The college was recognised as a pioneer in ‘liberal education’. By the mid-1960s students spent Wednesday afternoons taking supplementary courses from sailing to folk dancing.It was also one of the first technical colleges to appoint a member of staff responsible for student welfare. Today this team includes Advice and Guidance, Student Finance; the counselling service; an on-site nurse; childcare; the security staff; and specialist support for students who are or have been in care.



In the first academic year there were 789 students, with subjects split into the three departments of Building, Science and General Education. By the mid-1970s there were 4,000 students at the college, with fees costing between £72 and £120 per academic year for over-19s. Students aged 18 or under could claim travel costs of 15p per return journey.



In 1973 a fire swept through the newly-built extension, gutting rooms on two floors and causing an estimated £100,000 of damage.

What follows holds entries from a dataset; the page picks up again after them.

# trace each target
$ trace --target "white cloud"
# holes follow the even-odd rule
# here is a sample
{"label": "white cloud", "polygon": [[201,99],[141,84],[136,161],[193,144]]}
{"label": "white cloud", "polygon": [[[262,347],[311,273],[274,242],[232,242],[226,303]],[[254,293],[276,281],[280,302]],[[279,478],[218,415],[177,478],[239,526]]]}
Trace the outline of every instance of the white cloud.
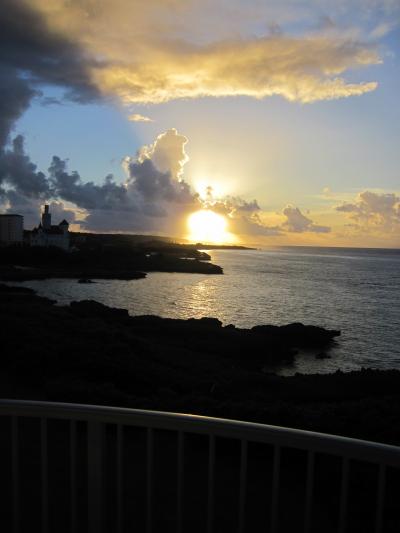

The blaze began in a science laboratory, but the cause remained unclear.

Ewell County Technical College changed its name to Nescot in 1975, and in 1988 the college acquired the former Epsom High School. The theatre at Nescot was named after Adrian Mann, the college’s first chairman of governors. Mr Mann retired as chairman in 1963 but continued as a governor for another decade, before becoming Governor Emeritus.



Nescot, as Ewell Technical College, has played host to artists including Queen, Genesis, Black Sabbath, Deep Purple, Led Zeppelin and Ralph McTell. In 1977 Shepperton Studios spent a day at the College filming scenes for The Revenge of the Pink Panther. 

Naturalist David Bellamy studied at the college and later worked as a laboratory technician. He credited his teachers with inspiring his interest in biology. Cartoonist Frank Hampson, who drew the Dan Dare comic strips and was voted the best postwar comic illustrator in the world in 1975, was a technician at the college and Dr Guy Vine, father to Jeremy and Tim Vine, taught civil and structural engineering at Nescot.



Courses at Nescot over the years have included: Advanced Domestic Cookery; Air Conditioning Design; Animal Pathology; Bacteriology; Biblical and Religious Studies; Certificate in Home Economics; Flower Arrangement; Drug Toxicity; Law; Nursing; Guest House Management; and classes and refresher classes in Shorthand and Typing.